The General Services Administration and the Department of Energy are launching initiatives to address cybersecurity risks, Federal News Network reported Friday.
Larry Hale, director of information technology security subcategory at GSA’s Federal Acquisition Service, said the agency is taking steps to ensure the security of products agencies procure from acquisition schedules.
“When a manufacturer doesn’t sell directly to the government, they usually have licensed resellers and I would encourage federal agencies to use those licensed resellers to reduce their risk of getting counterfeit or grey market goods,” Hale said. “We actively pursue reports of counterfeit technologies in the products that people buy from GSA. When we find out that vendors are selling counterfeit goods, we take action against them. We take them off the schedule. We shut them down. We involve law enforcement when appropriate.”
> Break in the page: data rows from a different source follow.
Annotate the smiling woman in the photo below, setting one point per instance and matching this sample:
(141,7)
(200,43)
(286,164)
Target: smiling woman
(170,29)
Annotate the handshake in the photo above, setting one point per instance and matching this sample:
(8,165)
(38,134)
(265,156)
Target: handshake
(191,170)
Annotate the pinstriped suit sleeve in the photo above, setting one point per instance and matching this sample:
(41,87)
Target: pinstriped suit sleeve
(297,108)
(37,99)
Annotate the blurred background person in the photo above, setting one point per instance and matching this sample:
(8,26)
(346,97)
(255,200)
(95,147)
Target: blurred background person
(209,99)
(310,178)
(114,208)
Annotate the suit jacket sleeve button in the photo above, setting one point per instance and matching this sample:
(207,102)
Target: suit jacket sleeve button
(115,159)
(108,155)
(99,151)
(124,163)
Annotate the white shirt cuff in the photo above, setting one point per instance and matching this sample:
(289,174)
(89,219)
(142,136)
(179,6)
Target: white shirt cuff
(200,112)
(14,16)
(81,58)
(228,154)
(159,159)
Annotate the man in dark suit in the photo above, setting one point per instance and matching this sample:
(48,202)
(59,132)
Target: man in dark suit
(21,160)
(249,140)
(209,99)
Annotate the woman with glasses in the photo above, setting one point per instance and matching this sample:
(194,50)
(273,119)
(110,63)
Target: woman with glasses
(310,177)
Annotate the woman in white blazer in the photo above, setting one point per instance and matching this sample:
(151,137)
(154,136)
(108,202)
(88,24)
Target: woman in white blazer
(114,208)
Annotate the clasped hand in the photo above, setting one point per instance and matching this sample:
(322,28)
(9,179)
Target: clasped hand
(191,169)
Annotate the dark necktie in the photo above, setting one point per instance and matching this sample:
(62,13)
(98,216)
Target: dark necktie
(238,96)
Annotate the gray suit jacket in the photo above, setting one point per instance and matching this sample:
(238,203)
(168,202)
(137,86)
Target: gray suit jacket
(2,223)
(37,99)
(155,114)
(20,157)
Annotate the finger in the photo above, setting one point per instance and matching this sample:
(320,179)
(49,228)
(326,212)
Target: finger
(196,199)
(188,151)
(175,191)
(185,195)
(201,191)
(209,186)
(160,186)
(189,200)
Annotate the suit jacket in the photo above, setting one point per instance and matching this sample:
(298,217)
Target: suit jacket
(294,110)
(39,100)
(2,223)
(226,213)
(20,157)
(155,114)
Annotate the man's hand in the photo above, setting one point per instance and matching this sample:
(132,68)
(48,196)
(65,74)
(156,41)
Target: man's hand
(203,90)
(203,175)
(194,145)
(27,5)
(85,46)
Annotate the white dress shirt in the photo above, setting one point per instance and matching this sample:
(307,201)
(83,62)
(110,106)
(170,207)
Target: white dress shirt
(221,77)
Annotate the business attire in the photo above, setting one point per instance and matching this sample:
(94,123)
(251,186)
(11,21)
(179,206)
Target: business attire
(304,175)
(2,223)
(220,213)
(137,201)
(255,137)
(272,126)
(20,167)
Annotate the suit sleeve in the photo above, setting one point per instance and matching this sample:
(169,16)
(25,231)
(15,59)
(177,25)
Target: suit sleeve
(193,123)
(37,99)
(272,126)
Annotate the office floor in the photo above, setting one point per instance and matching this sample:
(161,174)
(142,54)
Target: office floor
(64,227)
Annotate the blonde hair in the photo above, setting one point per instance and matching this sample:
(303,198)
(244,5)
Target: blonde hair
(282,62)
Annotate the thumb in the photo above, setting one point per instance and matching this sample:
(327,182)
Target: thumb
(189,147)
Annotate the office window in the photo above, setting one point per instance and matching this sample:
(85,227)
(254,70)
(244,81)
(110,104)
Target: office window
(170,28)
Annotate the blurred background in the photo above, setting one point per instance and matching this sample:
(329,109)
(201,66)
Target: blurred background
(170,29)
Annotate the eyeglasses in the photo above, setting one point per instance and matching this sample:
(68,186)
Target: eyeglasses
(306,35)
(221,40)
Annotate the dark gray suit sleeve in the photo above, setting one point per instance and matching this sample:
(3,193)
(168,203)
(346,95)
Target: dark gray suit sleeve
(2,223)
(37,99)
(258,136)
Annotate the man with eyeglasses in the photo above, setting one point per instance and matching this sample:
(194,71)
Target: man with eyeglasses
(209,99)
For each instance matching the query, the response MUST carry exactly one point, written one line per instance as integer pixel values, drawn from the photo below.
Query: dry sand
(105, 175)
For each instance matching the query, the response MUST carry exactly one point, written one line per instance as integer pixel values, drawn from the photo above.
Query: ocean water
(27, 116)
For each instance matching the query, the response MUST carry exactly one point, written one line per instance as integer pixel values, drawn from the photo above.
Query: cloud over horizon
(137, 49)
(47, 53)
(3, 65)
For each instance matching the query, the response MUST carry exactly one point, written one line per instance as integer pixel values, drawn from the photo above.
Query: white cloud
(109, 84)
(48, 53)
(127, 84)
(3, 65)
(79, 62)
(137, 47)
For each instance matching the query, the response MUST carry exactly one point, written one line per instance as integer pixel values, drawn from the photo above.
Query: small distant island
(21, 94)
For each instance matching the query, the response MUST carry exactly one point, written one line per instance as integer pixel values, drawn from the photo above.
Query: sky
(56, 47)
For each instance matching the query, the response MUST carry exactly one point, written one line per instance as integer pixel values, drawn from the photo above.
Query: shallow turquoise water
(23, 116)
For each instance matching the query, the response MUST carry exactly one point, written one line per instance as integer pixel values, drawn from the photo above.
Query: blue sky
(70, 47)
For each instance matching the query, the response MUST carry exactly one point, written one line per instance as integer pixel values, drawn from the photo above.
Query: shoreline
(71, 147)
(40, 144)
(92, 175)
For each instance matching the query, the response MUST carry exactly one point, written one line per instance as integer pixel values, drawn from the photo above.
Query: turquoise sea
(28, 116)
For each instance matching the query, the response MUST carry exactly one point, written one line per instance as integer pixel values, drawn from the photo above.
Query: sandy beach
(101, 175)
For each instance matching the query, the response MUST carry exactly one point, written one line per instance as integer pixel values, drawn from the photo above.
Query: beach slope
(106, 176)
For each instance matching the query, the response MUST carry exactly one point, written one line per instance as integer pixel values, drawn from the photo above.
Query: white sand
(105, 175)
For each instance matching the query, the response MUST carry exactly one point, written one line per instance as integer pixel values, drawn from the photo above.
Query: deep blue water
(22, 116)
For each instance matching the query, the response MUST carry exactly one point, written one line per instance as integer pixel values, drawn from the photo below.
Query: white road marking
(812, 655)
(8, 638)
He noted that GSA collaborates with the Department of Defense and National Institute of Standards and Technology on supply chain risk management programs.
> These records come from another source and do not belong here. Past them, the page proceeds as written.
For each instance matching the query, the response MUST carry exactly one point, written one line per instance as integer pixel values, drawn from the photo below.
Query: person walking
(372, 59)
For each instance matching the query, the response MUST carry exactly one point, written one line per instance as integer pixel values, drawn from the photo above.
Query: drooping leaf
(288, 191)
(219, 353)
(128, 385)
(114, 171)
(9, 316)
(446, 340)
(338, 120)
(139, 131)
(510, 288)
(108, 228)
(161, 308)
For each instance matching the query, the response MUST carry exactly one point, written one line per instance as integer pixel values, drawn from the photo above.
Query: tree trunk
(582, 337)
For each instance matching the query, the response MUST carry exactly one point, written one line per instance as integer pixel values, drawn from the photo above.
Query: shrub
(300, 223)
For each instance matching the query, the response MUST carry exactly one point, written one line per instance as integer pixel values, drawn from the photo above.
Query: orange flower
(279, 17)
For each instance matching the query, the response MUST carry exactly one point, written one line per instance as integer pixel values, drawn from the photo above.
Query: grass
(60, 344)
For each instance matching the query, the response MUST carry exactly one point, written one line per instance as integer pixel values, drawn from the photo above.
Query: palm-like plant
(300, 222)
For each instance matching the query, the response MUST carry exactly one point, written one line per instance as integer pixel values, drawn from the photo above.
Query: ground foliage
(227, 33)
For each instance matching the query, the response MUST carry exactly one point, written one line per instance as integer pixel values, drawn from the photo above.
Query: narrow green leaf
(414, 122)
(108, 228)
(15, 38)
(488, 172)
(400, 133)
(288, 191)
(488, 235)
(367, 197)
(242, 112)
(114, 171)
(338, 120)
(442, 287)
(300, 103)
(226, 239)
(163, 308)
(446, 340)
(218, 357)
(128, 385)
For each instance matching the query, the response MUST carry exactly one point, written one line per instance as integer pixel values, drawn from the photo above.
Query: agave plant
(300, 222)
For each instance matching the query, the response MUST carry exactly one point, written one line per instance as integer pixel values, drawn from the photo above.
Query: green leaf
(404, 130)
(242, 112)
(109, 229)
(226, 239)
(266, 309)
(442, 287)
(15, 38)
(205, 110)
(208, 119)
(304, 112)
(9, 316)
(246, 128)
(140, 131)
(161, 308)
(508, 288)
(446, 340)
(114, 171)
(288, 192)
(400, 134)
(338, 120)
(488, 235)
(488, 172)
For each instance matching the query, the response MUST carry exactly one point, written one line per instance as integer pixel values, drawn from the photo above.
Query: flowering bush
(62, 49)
Emery Csulak, chief information security officer at DOE, said the department is adopting quantified risk management to reduce cyber risks.
“How can we evaluate whether or not a $1 million investment will give me a $1 million in reduced risk to do a modernization project or will it give me a $30,000 reduction in risk? You have to be able to have those conversations,” Csulak said at the 930Gov conference. “At Energy, we are looking at how historically we’ve spent a lot of time teaching the CFO or COO about how we talk about IT security, but we’ve barely scratched the surface of teaching security people about how to talk dollars, cents, probabilities and the exposure of that. We are embracing quantified risk management.”